Именно об этом я вспомнил сейчас, сказал Лео, о полном презрении моей матери ко всему, что не находится под контролем, ко всему, что не удается во всякую минуту твердо держать в руках, как держала она себя, все это были для нее неосознанные животные порывы, которые она презирала, она всегда внушала мне чувство, что я есть воплощение тупых, низменных устремлений, тут она всегда судила убийственно, и — и! повторил он, потому что Юдифь опять посмотрела в окно, придвинулась совсем близко к стеклу, интересуясь, что там за шум такой, Лео заговорил громче, не намного, потому что горло у него еще болело, к тому же он вовсе не хотел силой голоса заглушить то затаенное, что прорывалось наружу в лихорадочной нервозности Юдифи. И, проговорил он уже громче, это было еще далеко не все. Родители крайне редко брали его с собой, постоянное исключение составляли только визиты к Левингеру, который сам требовал привести к нему его, Лео. Как правило же его оставляли дома под наблюдением служанки — empregada — с грубым, бесформенным телом, отталкивающим, нездоровым, землистым цветом лица, с невероятным подобострастием и страхом относившейся к его матери. А у матери была привычка, вернувшись домой, надевать белые перчатки и, обгоняя униженно и нервно спешащую за ней служанку, обходить дом, проводя на ходу рукой по мебели. И горе служанке, если кончики пальцев белоснежных перчаток не оставались такими же в конце обхода. И вот представь себе, говорил Лео, растирая виски, тут-то и таится самое главное: Мария, эта самая empregada, так боялась матери, что всякий раз, когда родители уходили, привязывала меня, маленького ребенка, бельевой веревкой к ножке стола в столовой, чтобы, пока она все моет и убирает, я незаметно не навел где-нибудь беспорядок и не запачкал бы что-нибудь, ведь за это ей грозило наказание от матери.

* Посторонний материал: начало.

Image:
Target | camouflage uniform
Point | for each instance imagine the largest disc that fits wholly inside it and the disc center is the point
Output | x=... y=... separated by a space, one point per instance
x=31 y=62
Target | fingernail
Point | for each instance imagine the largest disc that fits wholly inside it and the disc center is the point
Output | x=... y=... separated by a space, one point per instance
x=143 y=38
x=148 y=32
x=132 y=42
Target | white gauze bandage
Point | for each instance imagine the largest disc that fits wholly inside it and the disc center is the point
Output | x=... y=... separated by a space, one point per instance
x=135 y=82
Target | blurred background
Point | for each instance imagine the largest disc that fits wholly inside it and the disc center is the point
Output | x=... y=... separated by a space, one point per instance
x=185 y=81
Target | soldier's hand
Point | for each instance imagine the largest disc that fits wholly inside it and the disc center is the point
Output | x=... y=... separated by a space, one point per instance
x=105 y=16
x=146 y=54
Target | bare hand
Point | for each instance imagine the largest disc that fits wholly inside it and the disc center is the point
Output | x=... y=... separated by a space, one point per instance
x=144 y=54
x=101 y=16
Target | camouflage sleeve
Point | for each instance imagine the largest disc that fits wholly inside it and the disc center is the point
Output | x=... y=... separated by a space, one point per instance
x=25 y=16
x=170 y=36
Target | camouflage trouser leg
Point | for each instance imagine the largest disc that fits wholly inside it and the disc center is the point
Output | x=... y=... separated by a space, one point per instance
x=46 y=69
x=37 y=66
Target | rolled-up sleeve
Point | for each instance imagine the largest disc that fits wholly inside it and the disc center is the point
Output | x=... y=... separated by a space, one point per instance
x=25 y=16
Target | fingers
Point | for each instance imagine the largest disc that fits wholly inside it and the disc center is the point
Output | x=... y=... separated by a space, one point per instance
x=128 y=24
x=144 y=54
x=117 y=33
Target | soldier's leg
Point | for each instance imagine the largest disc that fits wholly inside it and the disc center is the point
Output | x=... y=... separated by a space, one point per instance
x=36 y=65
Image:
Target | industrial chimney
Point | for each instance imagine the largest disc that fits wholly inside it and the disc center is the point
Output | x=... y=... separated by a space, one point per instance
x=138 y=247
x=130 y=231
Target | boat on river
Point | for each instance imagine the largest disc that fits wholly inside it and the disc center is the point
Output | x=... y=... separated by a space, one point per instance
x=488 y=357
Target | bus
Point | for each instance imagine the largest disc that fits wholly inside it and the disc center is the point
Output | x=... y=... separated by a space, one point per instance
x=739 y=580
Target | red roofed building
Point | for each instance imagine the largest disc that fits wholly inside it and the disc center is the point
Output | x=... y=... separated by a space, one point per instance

Только когда она замечала, что родители входят в дом, она быстро отвязывала меня и затем совершала вместе с матерью тот самый инспекторский обход.
Это неправда, сказала Юдифь.
Правда, правда, ответил Лео, и как раз об этом я невольно вспомнил, когда задел ногой ножку стола, и моя мать — именно она — снова с упреком посмотрела на меня. Не я, а она — этого я не понимаю. Мне вообще непонятно, почему Мария не уволилась, и еще меньше понятно, почему я никогда не рассказывал об этом матери. Наверное, я думал, что она и без того об этом знает и сама так велела, потому что она ведь всегда только этого и хотела, а именно — чтобы я вел себя тихо.